The specific assignment of error for Dilworth asserts and he contends it was not shown he committed the criminal act in South Dakota and for Flake that he had anything to do with the act of transferring the funds in California where a crime may have occurred. Defendants misconceive the reach of an embezzlement charge. The principal place of business of Commonwealth, of which defendants were officials, was Minnehaha County where its books and records were located and where, in contemplation of law, funds were received and held by its treasurer. It was the duty of its officers to account to the corporation in that county. If an officer was out of the county and, by reason of his position as an officer, came into possession of the funds or improperly disbursed them in some other county or state, this would make no difference. Mangham v. State, 11 Ga.App. 427, 75 S.E. 512, cited in State v. Teutsch, 80 S.D. 462, 126 N.W.2d 112, on another point. The Mangham opinion in considering a similar situation as to venue of embezzlement said:"The embezzlementthat is, the taking and carrying away with intent to steal would be where his duty as an official called upon him to make an official accounting, and to pay into the treasury of the company the money which came into his possession as such official. "It would be absurd to hold that, if a president of a bank located in the city of Atlanta, in the county of Fulton, should go to New York City, where his bank keeps an account, and draw from that bank the funds of the bank of which he is the official head, and in New York City deposit the funds thus drawn to his individual credit, the embezzlement of the money of the bank would take place in the city of New York."
That is our view.
The evidence supports the verdicts and the judgments appealed from are therefore affirmed.

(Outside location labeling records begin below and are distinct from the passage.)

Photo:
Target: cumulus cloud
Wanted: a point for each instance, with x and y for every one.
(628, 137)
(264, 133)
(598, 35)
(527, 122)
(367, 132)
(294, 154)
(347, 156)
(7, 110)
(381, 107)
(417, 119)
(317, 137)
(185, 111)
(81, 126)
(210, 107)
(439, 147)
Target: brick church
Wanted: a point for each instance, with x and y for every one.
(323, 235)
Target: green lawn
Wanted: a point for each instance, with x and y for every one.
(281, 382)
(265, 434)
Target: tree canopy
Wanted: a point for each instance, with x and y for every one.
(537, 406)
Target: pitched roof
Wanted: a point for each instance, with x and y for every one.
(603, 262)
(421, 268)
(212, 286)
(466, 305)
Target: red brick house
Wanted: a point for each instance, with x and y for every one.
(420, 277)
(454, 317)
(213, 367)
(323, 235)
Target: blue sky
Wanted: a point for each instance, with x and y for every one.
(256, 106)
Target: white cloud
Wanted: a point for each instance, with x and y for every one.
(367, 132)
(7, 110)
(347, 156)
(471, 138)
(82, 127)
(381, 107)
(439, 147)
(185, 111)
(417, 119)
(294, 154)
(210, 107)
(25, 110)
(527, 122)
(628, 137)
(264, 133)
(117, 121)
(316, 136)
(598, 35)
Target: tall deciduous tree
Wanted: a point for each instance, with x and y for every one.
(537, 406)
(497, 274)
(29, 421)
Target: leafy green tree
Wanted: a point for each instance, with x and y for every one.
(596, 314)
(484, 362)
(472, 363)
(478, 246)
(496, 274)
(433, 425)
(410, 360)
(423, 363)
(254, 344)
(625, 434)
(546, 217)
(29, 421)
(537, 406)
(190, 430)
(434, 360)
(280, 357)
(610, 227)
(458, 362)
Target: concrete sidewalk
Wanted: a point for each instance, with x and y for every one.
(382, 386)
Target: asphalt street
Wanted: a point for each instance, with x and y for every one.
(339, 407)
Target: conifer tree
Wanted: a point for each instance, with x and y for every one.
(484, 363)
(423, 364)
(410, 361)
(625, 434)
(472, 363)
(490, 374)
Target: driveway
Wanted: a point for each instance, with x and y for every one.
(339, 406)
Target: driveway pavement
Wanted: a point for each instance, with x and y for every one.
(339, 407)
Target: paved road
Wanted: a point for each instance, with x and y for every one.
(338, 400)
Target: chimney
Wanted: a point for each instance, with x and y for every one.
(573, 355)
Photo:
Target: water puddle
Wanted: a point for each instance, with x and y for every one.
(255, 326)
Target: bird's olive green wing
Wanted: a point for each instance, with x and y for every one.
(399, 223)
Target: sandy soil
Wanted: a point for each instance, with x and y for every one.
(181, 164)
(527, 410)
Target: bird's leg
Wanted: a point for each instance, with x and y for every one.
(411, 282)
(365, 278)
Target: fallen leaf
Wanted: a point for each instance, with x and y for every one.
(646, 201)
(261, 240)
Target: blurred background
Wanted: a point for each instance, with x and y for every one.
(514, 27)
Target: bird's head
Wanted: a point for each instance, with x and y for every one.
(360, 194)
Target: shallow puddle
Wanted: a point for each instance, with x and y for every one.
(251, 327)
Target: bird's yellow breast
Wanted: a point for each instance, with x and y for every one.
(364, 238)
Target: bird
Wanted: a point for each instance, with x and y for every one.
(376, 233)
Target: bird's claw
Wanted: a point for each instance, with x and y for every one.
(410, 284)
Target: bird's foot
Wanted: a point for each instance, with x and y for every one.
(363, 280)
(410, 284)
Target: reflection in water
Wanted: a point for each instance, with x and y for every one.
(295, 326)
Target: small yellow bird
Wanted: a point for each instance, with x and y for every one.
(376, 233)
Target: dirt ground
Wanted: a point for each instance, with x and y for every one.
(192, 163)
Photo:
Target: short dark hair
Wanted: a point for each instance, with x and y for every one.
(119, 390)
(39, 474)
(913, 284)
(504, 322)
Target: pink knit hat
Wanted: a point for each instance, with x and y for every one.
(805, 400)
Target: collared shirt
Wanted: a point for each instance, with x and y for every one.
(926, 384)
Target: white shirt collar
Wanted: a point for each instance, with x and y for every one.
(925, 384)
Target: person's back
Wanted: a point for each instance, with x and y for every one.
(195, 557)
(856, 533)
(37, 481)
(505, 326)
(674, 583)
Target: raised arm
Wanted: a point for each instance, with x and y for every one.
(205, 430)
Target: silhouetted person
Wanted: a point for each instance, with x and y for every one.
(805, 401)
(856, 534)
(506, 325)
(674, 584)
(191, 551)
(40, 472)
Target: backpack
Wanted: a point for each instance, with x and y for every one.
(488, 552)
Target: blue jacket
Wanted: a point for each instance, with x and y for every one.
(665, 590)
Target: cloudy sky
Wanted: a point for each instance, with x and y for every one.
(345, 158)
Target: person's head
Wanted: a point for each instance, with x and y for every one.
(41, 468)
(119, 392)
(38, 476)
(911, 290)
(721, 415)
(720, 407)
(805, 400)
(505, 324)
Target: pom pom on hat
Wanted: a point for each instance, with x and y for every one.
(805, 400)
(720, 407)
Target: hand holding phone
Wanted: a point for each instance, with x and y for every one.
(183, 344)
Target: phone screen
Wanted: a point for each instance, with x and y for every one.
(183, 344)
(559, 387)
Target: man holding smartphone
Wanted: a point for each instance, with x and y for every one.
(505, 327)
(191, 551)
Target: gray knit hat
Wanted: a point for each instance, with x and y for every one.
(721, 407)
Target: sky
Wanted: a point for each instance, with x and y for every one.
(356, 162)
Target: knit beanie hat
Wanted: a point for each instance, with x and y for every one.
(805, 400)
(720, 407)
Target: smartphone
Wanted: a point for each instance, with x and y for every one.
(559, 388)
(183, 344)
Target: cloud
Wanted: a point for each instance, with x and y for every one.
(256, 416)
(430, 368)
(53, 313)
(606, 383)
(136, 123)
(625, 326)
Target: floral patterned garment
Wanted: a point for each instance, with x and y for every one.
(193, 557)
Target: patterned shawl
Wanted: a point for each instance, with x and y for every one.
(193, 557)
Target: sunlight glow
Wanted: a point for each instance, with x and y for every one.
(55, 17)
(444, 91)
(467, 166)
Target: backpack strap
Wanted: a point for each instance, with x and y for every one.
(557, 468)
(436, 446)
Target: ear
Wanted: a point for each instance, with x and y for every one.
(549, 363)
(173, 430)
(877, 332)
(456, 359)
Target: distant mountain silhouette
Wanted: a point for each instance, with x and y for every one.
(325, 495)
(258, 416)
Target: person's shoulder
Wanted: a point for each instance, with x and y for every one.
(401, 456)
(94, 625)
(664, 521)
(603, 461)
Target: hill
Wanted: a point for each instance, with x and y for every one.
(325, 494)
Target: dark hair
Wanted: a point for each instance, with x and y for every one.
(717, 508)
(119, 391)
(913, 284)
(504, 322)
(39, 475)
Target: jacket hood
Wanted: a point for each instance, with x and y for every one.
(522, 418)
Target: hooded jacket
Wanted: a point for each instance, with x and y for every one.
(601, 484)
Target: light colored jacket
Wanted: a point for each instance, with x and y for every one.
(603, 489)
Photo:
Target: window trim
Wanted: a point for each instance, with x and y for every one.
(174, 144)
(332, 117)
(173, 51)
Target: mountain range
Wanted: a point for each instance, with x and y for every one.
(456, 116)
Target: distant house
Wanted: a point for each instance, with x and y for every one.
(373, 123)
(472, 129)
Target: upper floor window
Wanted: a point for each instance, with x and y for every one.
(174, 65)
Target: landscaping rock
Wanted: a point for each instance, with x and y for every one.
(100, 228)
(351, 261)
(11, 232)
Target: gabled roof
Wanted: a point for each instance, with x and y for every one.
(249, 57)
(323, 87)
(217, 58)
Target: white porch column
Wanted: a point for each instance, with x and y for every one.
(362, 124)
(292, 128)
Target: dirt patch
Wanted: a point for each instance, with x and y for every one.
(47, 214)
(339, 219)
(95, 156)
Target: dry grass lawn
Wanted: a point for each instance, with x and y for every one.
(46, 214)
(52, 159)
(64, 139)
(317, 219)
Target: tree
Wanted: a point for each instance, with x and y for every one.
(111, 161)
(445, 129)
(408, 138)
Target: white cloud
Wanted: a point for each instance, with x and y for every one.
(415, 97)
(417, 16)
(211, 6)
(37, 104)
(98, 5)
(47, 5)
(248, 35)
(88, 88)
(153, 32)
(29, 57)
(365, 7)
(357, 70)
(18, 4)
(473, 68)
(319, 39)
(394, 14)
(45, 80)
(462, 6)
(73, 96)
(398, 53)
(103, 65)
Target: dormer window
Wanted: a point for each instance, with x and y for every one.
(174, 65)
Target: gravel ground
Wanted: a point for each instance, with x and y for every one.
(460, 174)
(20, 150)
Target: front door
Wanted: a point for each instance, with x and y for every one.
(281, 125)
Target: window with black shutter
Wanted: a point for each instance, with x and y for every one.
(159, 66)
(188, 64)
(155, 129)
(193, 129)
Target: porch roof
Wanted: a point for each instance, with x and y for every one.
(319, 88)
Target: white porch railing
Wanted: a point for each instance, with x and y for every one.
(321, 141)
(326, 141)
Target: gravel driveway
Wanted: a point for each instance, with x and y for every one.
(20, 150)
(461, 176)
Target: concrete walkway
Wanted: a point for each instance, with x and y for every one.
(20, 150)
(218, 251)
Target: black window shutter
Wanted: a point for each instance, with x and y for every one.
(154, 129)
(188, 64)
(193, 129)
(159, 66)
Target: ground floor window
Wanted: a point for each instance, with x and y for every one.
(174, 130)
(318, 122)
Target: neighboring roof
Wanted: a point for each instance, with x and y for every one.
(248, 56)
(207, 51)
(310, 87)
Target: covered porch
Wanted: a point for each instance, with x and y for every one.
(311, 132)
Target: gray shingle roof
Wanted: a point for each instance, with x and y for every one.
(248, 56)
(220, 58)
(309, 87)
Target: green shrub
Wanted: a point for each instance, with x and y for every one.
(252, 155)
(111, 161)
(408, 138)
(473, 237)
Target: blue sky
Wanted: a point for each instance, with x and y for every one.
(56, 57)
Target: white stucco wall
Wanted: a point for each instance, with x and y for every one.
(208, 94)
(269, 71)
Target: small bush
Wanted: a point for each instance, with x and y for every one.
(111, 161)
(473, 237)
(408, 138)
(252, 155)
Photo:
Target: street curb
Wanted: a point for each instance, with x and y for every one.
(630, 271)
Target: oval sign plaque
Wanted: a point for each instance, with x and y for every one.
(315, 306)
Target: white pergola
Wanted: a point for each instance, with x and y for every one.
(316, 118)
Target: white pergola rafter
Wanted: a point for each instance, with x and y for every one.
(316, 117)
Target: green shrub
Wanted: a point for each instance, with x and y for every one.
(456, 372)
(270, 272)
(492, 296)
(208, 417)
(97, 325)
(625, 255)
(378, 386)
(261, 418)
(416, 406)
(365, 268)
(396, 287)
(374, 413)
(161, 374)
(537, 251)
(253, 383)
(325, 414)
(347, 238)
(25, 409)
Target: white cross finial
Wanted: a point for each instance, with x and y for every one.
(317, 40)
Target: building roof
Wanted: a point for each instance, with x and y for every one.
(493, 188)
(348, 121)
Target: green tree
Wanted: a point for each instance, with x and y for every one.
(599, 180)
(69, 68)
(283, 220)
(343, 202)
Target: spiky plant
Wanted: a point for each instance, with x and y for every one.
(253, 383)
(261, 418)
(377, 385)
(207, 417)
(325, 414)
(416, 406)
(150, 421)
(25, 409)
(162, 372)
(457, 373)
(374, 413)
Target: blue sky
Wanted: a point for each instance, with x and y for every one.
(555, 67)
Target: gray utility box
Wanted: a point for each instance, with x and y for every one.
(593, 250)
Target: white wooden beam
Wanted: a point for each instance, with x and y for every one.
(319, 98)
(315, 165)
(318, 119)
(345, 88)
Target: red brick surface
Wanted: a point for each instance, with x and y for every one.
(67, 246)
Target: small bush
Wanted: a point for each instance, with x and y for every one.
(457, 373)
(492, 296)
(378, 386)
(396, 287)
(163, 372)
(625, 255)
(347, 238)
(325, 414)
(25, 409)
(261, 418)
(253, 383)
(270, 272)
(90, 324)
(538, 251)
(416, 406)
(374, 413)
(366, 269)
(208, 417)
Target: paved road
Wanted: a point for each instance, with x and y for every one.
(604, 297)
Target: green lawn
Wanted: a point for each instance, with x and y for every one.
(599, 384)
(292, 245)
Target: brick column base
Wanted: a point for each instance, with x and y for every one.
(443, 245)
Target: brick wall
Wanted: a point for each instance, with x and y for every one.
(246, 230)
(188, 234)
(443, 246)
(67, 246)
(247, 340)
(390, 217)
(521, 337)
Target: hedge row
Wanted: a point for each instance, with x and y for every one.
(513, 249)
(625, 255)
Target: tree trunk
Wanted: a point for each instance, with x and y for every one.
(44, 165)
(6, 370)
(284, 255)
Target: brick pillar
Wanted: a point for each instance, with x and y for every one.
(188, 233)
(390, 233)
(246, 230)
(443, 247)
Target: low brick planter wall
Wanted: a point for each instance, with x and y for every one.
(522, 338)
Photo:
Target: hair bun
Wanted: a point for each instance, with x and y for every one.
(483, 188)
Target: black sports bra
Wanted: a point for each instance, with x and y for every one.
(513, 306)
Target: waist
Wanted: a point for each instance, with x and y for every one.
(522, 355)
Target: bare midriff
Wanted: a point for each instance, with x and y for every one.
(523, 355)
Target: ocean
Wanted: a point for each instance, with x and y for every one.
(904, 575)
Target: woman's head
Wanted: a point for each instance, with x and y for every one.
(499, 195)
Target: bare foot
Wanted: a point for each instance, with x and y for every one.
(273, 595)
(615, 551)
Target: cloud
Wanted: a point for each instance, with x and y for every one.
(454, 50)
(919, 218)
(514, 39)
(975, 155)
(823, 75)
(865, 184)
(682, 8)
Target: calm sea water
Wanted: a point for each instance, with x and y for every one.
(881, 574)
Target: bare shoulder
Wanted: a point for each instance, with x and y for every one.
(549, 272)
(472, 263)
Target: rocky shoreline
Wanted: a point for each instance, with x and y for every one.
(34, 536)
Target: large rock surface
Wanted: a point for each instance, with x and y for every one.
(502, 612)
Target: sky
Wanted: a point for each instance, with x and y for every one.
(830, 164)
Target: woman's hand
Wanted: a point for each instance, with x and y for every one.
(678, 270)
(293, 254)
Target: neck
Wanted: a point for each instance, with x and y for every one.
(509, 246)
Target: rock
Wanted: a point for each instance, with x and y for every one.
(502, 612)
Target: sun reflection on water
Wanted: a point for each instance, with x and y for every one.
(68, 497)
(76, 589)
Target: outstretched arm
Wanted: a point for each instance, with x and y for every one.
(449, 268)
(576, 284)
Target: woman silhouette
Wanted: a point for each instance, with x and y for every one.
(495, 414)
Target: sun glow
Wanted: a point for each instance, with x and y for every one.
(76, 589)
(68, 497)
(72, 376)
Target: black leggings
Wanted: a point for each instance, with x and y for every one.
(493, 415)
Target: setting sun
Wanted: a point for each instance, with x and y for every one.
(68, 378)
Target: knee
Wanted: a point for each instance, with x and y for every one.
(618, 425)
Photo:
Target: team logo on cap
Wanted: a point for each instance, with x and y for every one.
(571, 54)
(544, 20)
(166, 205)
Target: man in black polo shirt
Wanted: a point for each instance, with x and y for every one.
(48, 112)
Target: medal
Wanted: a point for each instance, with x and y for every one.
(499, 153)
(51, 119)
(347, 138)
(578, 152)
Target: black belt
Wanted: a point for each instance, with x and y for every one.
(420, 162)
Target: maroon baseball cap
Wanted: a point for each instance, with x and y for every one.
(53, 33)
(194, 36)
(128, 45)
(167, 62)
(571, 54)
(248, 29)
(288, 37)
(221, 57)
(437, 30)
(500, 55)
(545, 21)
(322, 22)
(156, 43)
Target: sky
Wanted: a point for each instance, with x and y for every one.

All the Judges concur.NOTES
 Where the criminal indictment was based on the same claimed unlawful acts as the civil action, Chief Judge Lumbard for the court in United States v. Simon, 2 Cir., 1967, 373 F.2d 649, wrote: "It could hardly be contended, and appellees do not contend, that the prosecution in the Southern District could be enjoined from using the deposition testimony given by the appellee (defendant) Simon before the Southern District indictment was returned." Cf. United States v. American Radiator & Standard San Corp., 3 Cir., 1967, 388 F.2d 201. Under Point IV, Dilworth argues Exhibit 15 was not admissible because the question of who owned or controlled SBIC on December 9, 1964, was not "in any way" involved in the California hearing nor were the issues the same, thus indicating no connection with that hearing and this action and the voluntary nature of the statements there made. See also Simmons v. United States, March 18, 1968, 390 U.S. 377, 88 S. Ct. 967, 19 L. Ed. 2d 1247, opinion by Mr. Justice Harlan, Note 23.
 Mention is made there is no index of exhibits as required by Supreme Court Rule 71 of 1939, SDC 1960 Supp. 33.0743 (6).
 Neither Linbec nor SBIC was authorized to do business in California.